We surprised our families by telling them all the next day. We spent almost our entire day making calls to tell our families! Most of them were really surprised but they all seemed supportive and excited!


Family Zoom Call
April 12, 2020 - Easter Sunday
Because Troy's family is all out east, we were able to do a family Zoom call so I could get to know them! That was a lot of fun! I'm SO excited to meet all of them in person. They seem like such a fun, loving, talented family. I'm grateful that soon enough, I will get to be a part of that! 

Troy and I have picked June 6, 2020 as our date for our civil marriage. We are hopeful that later this year, or whenever travel is safe, we will be able to be sealed in the Payson, Utah temple with his family and mine together. We are also excited to coordinate smaller friend and family events to involve those we love in celebrating our marriage. We are excited to begin our life together and excited for the future! Though we know challenges will come, we know we can make it with the Lord on our side.

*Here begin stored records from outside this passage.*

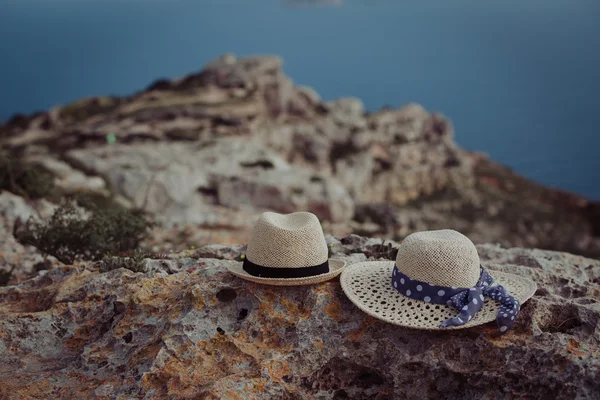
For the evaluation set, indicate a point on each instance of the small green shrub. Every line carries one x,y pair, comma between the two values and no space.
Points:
134,263
70,237
25,179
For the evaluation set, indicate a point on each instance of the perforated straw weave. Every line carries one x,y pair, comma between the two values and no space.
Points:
293,240
369,285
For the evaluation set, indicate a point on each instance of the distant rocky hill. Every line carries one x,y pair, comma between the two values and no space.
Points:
206,153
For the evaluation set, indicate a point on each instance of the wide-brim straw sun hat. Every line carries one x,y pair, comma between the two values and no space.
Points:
437,282
287,250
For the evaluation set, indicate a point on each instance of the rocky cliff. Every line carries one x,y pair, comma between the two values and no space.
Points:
203,155
211,150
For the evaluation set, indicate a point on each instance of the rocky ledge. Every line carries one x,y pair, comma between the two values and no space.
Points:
187,329
212,150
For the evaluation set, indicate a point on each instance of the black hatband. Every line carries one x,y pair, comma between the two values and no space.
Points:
270,272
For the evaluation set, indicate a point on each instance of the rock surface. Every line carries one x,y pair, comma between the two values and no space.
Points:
187,329
211,150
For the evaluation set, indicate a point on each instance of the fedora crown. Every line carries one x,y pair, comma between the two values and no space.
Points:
287,241
443,258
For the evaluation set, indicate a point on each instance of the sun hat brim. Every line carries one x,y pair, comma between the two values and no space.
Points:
335,268
369,286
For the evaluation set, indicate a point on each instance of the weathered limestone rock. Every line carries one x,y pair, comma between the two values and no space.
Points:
179,183
74,333
180,146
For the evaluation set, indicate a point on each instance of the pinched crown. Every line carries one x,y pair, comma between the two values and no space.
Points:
287,241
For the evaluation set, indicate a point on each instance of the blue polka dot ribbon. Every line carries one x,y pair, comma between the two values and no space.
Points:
466,300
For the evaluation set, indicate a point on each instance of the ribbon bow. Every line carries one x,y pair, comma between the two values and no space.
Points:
467,300
470,301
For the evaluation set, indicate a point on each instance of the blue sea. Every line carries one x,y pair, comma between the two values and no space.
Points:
519,79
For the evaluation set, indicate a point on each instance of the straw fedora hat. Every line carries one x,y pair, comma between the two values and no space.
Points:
287,250
437,282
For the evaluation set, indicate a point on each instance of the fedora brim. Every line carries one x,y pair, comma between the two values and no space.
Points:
369,286
335,268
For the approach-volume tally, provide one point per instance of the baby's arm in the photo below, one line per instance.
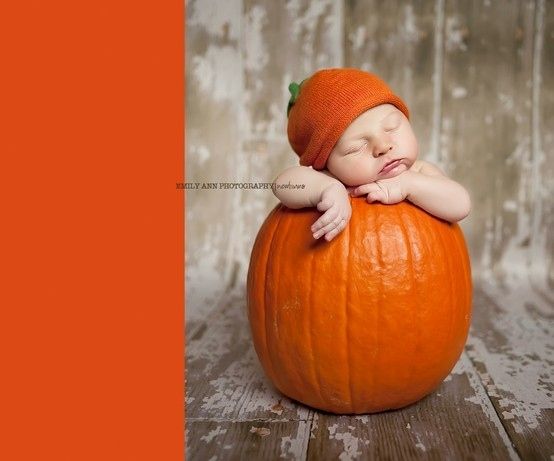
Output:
(430, 189)
(319, 190)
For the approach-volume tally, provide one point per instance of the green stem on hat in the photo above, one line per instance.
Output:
(294, 89)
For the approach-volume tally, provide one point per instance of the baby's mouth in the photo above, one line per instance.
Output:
(390, 165)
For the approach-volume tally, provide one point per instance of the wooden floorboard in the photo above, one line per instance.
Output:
(234, 412)
(512, 348)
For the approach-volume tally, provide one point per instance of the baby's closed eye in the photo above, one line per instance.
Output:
(356, 148)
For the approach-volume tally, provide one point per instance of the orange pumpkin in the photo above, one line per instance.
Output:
(371, 321)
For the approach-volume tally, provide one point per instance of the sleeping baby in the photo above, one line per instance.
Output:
(353, 137)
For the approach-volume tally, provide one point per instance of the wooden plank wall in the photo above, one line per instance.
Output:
(478, 77)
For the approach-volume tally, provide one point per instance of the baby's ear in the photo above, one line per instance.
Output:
(328, 173)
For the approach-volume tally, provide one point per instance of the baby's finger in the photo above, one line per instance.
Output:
(375, 196)
(329, 227)
(325, 219)
(334, 232)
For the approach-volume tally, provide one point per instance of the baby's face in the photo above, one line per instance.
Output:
(372, 140)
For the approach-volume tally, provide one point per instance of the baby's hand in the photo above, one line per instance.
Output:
(388, 191)
(336, 204)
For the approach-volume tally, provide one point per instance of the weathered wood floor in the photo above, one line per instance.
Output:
(497, 404)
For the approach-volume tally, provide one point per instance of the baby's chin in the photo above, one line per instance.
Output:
(399, 169)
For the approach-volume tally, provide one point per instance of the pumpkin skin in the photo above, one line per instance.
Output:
(373, 320)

Troy has already seen me through so many emotions and I've never felt him back away, if anything, he's been there for me more. He's been through the loss of my Grandpa with me, he's met my family, he's seen me break down for personal reasons and over the losses that my friend's have faced in their lives (because I feel emotion of those I love, deeply). He's seen a small portion of laugh attacks that make me almost pee my pants, he's seen me be goofy and weird and also quiet and calm. He's seen me get overly passionate and also angry. And he has seen how stubborn I can be! Through all of this, he's stood with me. 

I've never been able to open up to anyone 100%, but with Troy, that was so easy. He knows everything, from the darkness to the lightest light, about me. His love has always been compassionate, understanding, pure, and strong. He never judges me (at least not out loud) and reminds me CONSTANTLY that I have a Savior who has not and will not ever give up on me. 

Troy balances me out. He loves God and his Savior before he loves me and that is ALL I have EVER wanted. Him doing so, allows him to love me in ways that might otherwise be difficult. 

So yeah, it's been a quick process and we are still coming to know one another and learning how to be a couple, but it's working and it's good. They always say, "when you know, you know" and that has been VERY true (and also scary) for us! 

Starting our lives together in the middle of COVID-19 is a whole new experience, but we are taking things a day at a time. Sometimes my stress level goes through the roof, but he always seems to bring me back down. It's hard not to be able to have our families physically around, but we know it's the safest option for now. We have the eternities to celebrate the joys of this life and the next, together.